The Glitch Diaries on Alexander Kucera

The Afternoon My Agents Went Dark

Fri, 17 Apr 2026 18:41:13 +0200

I lost all six of my AI agents yesterday afternoon because I updated Hermes at the wrong time.

I was setting up the voice pipeline for my agent team on the Raspberry Pi. Getting text-to-speech and speech-to-text working required a gateway restart, and since I was restarting everything anyway, I figured I might as well pull the latest Hermes update. Two birds, one reboot.

Big mistake.

After the restart, every agent gateway came up clean. Config looked fine. Health checks passed. But the moment any agent tried to call the Z.ai API for an actual response: nothing. Timeouts, connection resets, silent failures. I had a house full of agents that could boot up but couldn’t think.

So I started debugging. Checked the network, ran traceroutes, verified DNS resolution. Everything looked normal. The Pi could reach Z.ai’s servers just fine from the command line. The problem only appeared when Hermes tried to make the API call.

I brought Claude in to help dig through the logs. Over an hour of connection errors, TLS handshakes, pool timeouts. Every log file pointed at the network. But the network wasn’t the problem. I could ping the endpoint. I could curl it. The connection worked everywhere except inside Hermes.

Meanwhile, I’m in the Hermes Discord, asking the developers. They looked at my logs and told me it was a network failure on my end. Couldn’t think of any code changes that would cause this behaviour. From their perspective, Hermes was innocent.

And Z.ai? Their end looked fine too. No outages, no changes logged around that time. “Works for us,” effectively.

The problem with this kind of failure is that the logs don’t lie, but they don’t tell the truth either. Every error message said connection failure. Every diagnostic I ran said the network was fine. Both of these things were true. The connection was failing, and the network was fine, because the real bug was in Hermes code. Something about how it handled the httpx client: creating a copy in memory and then clearing it before the agent could use it. The symptoms looked exactly like a network problem. The cause was a software update that broke its own connection handling.

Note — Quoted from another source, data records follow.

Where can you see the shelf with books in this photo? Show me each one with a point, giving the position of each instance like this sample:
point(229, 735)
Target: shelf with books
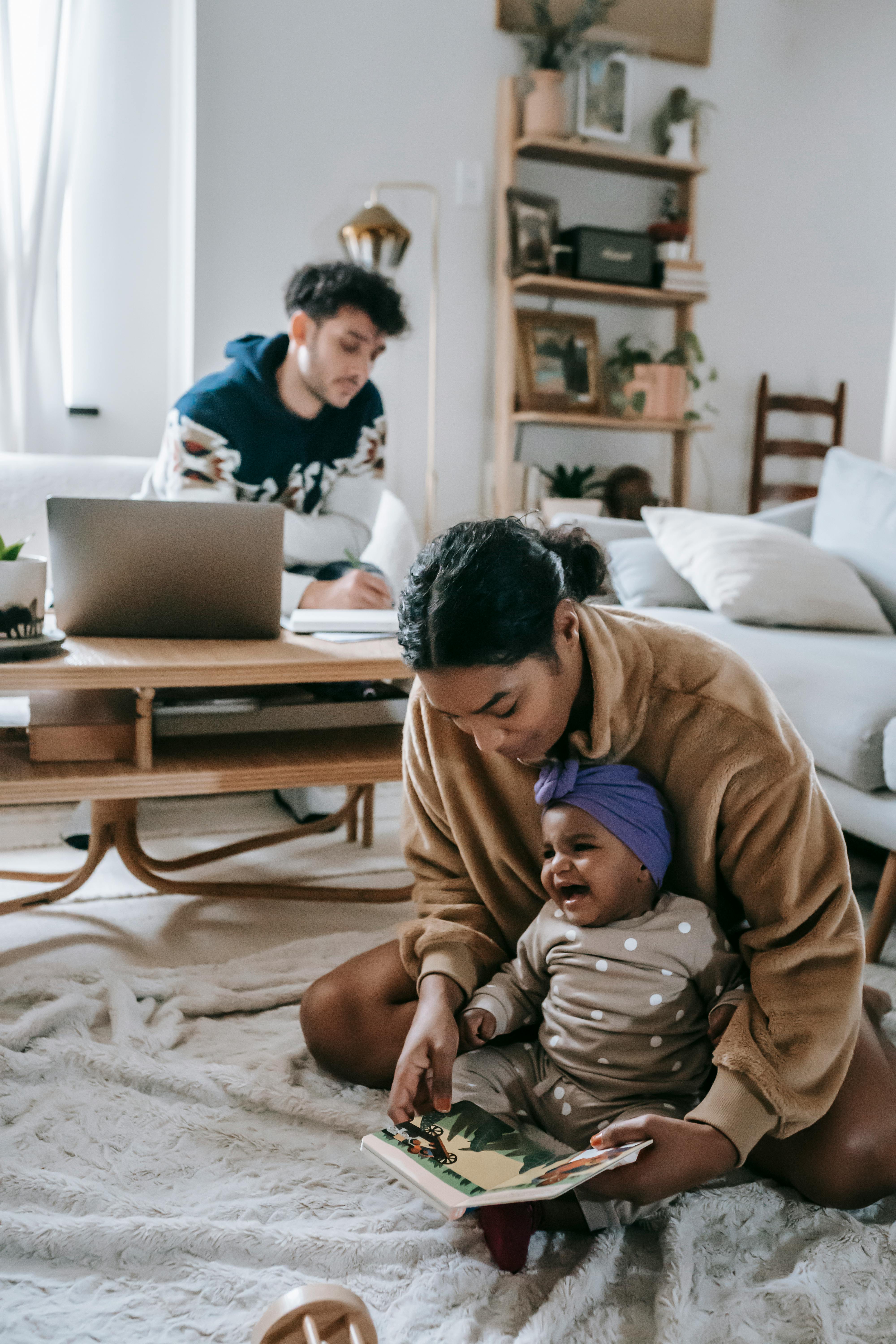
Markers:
point(512, 149)
point(590, 154)
point(575, 420)
point(636, 296)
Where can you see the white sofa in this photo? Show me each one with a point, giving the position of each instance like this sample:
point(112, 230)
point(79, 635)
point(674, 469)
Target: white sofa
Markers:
point(838, 687)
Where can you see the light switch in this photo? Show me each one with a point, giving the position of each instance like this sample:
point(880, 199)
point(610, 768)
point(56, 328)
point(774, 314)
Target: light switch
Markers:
point(469, 182)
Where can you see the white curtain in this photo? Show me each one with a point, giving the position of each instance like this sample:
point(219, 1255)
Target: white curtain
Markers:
point(38, 100)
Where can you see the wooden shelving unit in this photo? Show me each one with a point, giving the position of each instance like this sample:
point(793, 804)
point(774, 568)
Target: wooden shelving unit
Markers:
point(579, 154)
point(561, 287)
point(589, 154)
point(575, 420)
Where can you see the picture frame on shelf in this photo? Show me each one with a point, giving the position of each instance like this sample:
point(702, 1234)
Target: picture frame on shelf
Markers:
point(558, 364)
point(605, 97)
point(534, 222)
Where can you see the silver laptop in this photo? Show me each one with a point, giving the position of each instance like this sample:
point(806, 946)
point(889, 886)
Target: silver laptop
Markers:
point(147, 569)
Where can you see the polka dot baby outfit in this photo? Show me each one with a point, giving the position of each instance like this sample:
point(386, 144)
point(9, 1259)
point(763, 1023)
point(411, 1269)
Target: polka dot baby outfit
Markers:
point(624, 1030)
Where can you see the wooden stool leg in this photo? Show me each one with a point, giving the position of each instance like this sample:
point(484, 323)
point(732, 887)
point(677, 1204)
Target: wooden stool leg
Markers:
point(885, 912)
point(367, 818)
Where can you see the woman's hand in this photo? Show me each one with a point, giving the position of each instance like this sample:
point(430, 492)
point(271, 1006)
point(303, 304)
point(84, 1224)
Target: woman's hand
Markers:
point(477, 1029)
point(424, 1072)
point(684, 1154)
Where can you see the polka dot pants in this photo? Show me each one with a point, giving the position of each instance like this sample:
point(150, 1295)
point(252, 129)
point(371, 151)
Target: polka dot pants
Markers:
point(522, 1085)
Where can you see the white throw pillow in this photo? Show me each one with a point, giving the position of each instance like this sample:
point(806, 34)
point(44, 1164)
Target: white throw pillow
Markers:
point(643, 576)
point(765, 575)
point(856, 519)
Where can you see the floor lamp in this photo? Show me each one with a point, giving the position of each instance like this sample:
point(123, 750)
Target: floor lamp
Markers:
point(375, 239)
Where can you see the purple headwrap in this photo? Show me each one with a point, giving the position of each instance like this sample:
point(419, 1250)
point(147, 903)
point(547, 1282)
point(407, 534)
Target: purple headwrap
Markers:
point(622, 799)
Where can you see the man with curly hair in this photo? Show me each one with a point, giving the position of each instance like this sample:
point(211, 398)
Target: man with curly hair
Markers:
point(295, 420)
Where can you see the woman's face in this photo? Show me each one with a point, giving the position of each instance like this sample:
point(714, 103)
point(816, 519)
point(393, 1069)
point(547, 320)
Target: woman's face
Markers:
point(520, 710)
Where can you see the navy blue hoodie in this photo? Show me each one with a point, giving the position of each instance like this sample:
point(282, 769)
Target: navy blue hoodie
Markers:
point(271, 452)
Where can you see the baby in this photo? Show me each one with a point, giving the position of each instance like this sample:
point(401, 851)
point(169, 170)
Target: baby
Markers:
point(635, 984)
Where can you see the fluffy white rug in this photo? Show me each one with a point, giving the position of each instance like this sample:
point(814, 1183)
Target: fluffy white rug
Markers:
point(172, 1161)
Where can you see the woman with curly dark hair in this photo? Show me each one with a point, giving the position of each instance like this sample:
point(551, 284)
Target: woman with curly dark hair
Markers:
point(516, 669)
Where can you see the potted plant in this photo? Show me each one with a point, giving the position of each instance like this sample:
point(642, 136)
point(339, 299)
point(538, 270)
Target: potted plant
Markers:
point(640, 384)
point(571, 491)
point(678, 124)
point(23, 583)
point(551, 50)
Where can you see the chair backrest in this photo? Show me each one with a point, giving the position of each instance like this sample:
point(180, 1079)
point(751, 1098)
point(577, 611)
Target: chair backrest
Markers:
point(765, 447)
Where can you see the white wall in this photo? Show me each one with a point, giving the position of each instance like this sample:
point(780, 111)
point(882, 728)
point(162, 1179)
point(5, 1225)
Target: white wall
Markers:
point(796, 226)
point(120, 232)
point(302, 107)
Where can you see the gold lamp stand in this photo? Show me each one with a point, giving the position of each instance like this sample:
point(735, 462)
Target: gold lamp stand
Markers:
point(375, 239)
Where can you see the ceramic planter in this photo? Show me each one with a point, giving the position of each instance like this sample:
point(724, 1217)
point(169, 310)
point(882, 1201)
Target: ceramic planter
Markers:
point(545, 107)
point(551, 505)
point(666, 388)
point(23, 584)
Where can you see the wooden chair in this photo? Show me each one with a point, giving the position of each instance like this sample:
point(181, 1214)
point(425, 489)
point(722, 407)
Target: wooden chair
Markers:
point(764, 447)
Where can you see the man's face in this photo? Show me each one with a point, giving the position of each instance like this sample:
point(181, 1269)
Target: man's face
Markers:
point(336, 355)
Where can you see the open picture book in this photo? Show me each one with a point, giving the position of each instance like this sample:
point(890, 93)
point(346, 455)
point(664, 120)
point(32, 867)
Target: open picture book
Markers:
point(464, 1159)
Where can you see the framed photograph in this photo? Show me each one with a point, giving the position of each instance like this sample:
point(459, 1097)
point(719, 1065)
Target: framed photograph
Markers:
point(558, 364)
point(534, 224)
point(605, 97)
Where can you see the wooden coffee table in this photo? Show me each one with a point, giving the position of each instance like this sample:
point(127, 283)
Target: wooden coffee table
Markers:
point(230, 764)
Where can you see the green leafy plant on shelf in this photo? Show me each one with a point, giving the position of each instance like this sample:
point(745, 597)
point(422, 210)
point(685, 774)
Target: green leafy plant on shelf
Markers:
point(558, 46)
point(573, 483)
point(11, 553)
point(687, 353)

The breakthrough came when I did the one thing nobody had suggested: I downgraded Hermes.

Everything worked instantly. All six agents connected, responded, did their thing. So I upgraded again. Broken. Downgraded. Working. That binary test was all the Hermes devs needed to narrow it down. They found the issue, shipped a fix, and I upgraded again. This time it stuck.

But I’d lost the whole afternoon.

What made this frustrating wasn’t the bug itself. Bugs happen. What stung was the false trail. Every diagnostic pointed at the network. And why wouldn’t they? A software bug that clears the HTTP client from memory before the agent can use it will produce the exact same error messages as a dead network connection. The logs can’t tell the difference. I couldn’t tell the difference. The Hermes devs couldn’t tell the difference. Not until I proved it with a downgrade.

In postmortem culture, this is a familiar pattern: the symptoms of a software bug perfectly mimicking an infrastructure failure. Dan Luu maintains a collection of these: failures where the obvious explanation is wrong. Cloudflare went down once because of a single regex. GPS satellites got knocked offline by a buffer overflow. My agents went dark because Hermes was clearing its own httpx client from memory.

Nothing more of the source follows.